As previously discussed, a simple hypothesis for the apparent speed-independence in biological aqueous lubrication consistent with our understanding of these complex fluids has been elusive. Following this model development, we recognized a number of parameters that we had initially assumed to be important were not represented in the solution. One of the first and potentially surprising findings is that the shear-thinning exponent is not a critical parameter; what does matter is the high shear-rate viscosity plateau, \({\eta }_{\infty }\). The other somewhat unexpected finding was that there really is no optimal gradient; the weakest gradient gives the most speed-invariant shear stress! This introduces a seemingly curious paradox in that a weak gradient has the least favorable conditions for initiating and maintaining fluidization in a particular zone; a weak gradient could have fluidized zones randomly initiate and arrest in different locations simultaneously. This apparent paradox is mitigated by the rheology of these weak flickering bonds on the terminal ends of the biomacromolecules. While the imposed shear stress causes a rapid rupture via the weakness of these flickering bonds, the comparatively long thixotropic time ensures that once yielded these systems maintain a fluidized state, which prevents rapid oscillations between the gel and fluidized states. The balance between rapid fluidization and slow gelation effectively eliminates the instabilities and erratic behavior that could occur under weak gradients that promote potentially uncoordinated (random) initiation zones that undergo both rapid initiation and arresting of yielding. The long thixotropic time (seconds) is a result of two factors: (1) long relaxation times of the macromolecules (µs) and (2) a low probability of a successful bonding event due to end-group bonding (1:1,000,000).

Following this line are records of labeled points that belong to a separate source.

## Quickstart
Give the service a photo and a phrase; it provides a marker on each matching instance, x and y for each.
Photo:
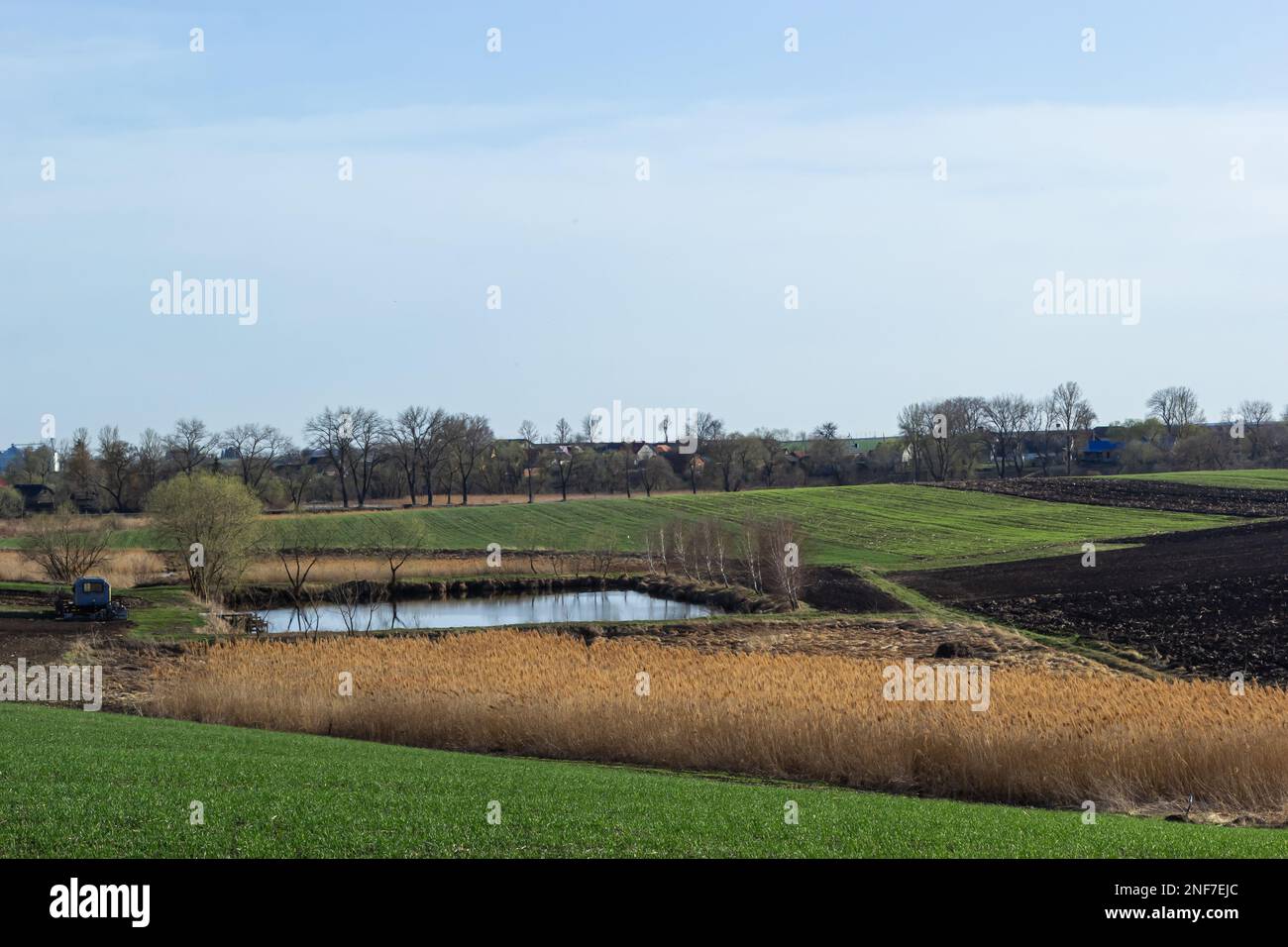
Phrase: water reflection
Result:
(484, 612)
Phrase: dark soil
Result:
(1145, 495)
(837, 589)
(29, 629)
(1196, 603)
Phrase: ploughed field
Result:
(1202, 603)
(1142, 493)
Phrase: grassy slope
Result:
(1248, 479)
(884, 526)
(99, 785)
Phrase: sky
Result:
(913, 170)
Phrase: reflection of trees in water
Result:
(608, 604)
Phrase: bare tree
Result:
(65, 547)
(531, 455)
(1177, 407)
(702, 428)
(915, 428)
(1006, 418)
(331, 433)
(256, 446)
(1073, 416)
(563, 457)
(191, 445)
(366, 450)
(471, 445)
(115, 466)
(408, 434)
(1254, 414)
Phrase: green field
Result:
(1248, 479)
(103, 785)
(885, 526)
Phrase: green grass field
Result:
(1248, 479)
(884, 526)
(103, 785)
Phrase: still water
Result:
(481, 612)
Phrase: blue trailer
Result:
(91, 600)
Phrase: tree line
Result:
(352, 455)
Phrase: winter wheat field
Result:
(581, 432)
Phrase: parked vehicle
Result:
(91, 600)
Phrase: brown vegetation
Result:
(1046, 738)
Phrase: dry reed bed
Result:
(1047, 738)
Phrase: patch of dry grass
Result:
(124, 569)
(1047, 738)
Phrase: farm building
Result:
(37, 497)
(1102, 451)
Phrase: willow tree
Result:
(213, 522)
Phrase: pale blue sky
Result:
(518, 169)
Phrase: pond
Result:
(484, 612)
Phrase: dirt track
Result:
(1145, 495)
(1206, 603)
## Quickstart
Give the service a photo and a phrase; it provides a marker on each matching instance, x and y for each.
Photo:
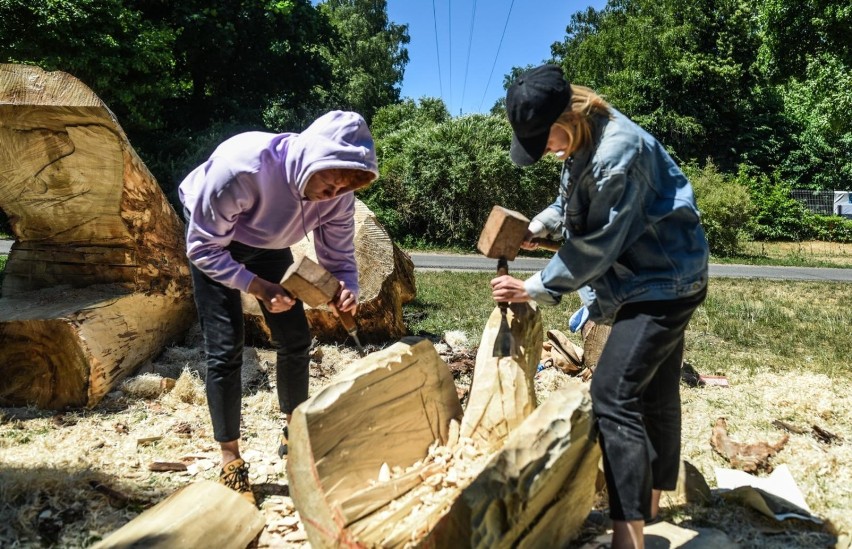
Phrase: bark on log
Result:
(97, 281)
(202, 514)
(365, 471)
(386, 278)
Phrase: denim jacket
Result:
(631, 228)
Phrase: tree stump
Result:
(386, 278)
(97, 281)
(378, 458)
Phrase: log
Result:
(201, 514)
(386, 278)
(378, 458)
(97, 281)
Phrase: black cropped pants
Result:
(636, 400)
(220, 313)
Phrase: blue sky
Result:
(472, 82)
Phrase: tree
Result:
(685, 71)
(440, 176)
(367, 55)
(107, 44)
(795, 32)
(820, 104)
(233, 58)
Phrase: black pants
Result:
(636, 399)
(220, 313)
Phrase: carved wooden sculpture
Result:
(379, 457)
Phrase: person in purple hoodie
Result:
(257, 195)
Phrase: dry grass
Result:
(809, 252)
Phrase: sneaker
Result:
(282, 446)
(234, 475)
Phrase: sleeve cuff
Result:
(537, 228)
(536, 290)
(243, 280)
(551, 222)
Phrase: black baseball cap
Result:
(533, 102)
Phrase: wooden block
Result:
(310, 282)
(503, 233)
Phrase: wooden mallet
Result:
(315, 286)
(501, 238)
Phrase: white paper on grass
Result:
(779, 483)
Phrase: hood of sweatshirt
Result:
(338, 139)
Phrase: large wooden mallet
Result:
(504, 233)
(501, 239)
(307, 280)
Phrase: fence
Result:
(825, 202)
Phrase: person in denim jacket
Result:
(633, 235)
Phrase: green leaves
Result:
(441, 176)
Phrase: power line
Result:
(450, 29)
(437, 49)
(496, 55)
(469, 44)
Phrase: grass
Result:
(790, 254)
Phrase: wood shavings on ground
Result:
(69, 479)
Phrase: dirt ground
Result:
(69, 479)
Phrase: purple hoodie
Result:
(251, 190)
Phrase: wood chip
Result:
(147, 440)
(166, 466)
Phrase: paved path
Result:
(452, 262)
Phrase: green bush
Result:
(831, 228)
(725, 208)
(778, 215)
(441, 177)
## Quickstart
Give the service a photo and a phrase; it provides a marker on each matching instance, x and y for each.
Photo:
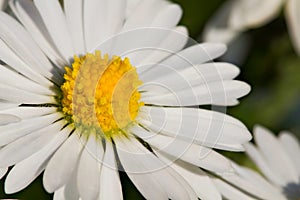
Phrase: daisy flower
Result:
(235, 17)
(102, 86)
(277, 158)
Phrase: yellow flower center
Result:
(100, 94)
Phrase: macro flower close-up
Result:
(91, 89)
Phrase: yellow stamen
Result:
(101, 94)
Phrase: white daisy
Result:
(235, 17)
(82, 118)
(278, 160)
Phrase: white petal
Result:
(131, 6)
(145, 183)
(25, 146)
(26, 171)
(59, 194)
(181, 93)
(160, 48)
(149, 10)
(291, 145)
(19, 40)
(144, 163)
(179, 177)
(6, 105)
(186, 151)
(110, 184)
(230, 192)
(14, 131)
(166, 48)
(253, 183)
(12, 94)
(71, 188)
(208, 128)
(11, 78)
(132, 44)
(3, 172)
(217, 29)
(3, 4)
(168, 17)
(275, 155)
(74, 16)
(262, 164)
(191, 56)
(293, 22)
(55, 21)
(10, 58)
(29, 112)
(195, 75)
(28, 14)
(62, 164)
(102, 19)
(88, 177)
(253, 13)
(7, 119)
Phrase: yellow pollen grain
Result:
(101, 93)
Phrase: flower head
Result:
(98, 87)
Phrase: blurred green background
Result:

The model developed in this manuscript is for aqueous gel networks that are unique from conventionally crosslinked hydrogels, which have permanent crosslinks as opposed to the flickering bonds associated with the natural proteoglycan macromolecules and the gel networks modeled here. Interestingly, Gemini hydrogel contacts have occasionally demonstrated speed-independent friction regimes. One early hypothesis offered for the dissipative stresses in Gemini hydrogel contacts was that the dissipation resulted from fluid shearing through a hydrodynamic penetration depth into the hydrogel surface [44,45,46]. Models proposed by Milner for hydrodynamic penetration depth [47] suggest that the penetration depth should be on the order of the mesh size and not dependent on the surface shear speed. The predicted result as a function of speed is thus monotonically dependent on sliding speed (i.e., \(\tau \propto {V}^{1}{ \cdot \xi }^{-1}\)). However, as proposed by Meier et al., if the hydrodynamic penetration depth increases linearly with sliding speed, then the shear rate and the resulting shear stress would be constant [11]. Intuitively, increasing sliding speeds and deformations of the surface chains may actually work in the obverse and actually reduce the mesh-size and the hydrodynamic penetration depth rather than increasing it, but to our knowledge accurate measurements of the hydrodynamic penetration depths have not been reported, and this remains an open research problem.

Collectively, this expanding fluidized zone model and these findings make some biological sense. The model reveals that the lubrication is sensitive to the macromolecular quality of the gel-spanning networks (\({\tau }_{o}\)) and the water content that controls the high shear-rate viscosity (\({\eta }_{\infty }\)) but does not require a particular shape of the concentration profile. The long thixotropic recovery time ensures the stability of fluidized zone under conditions of weak gradients. Finally, this combination of properties provides a resilient and robust model for speed-invariant lubrication in biological systems.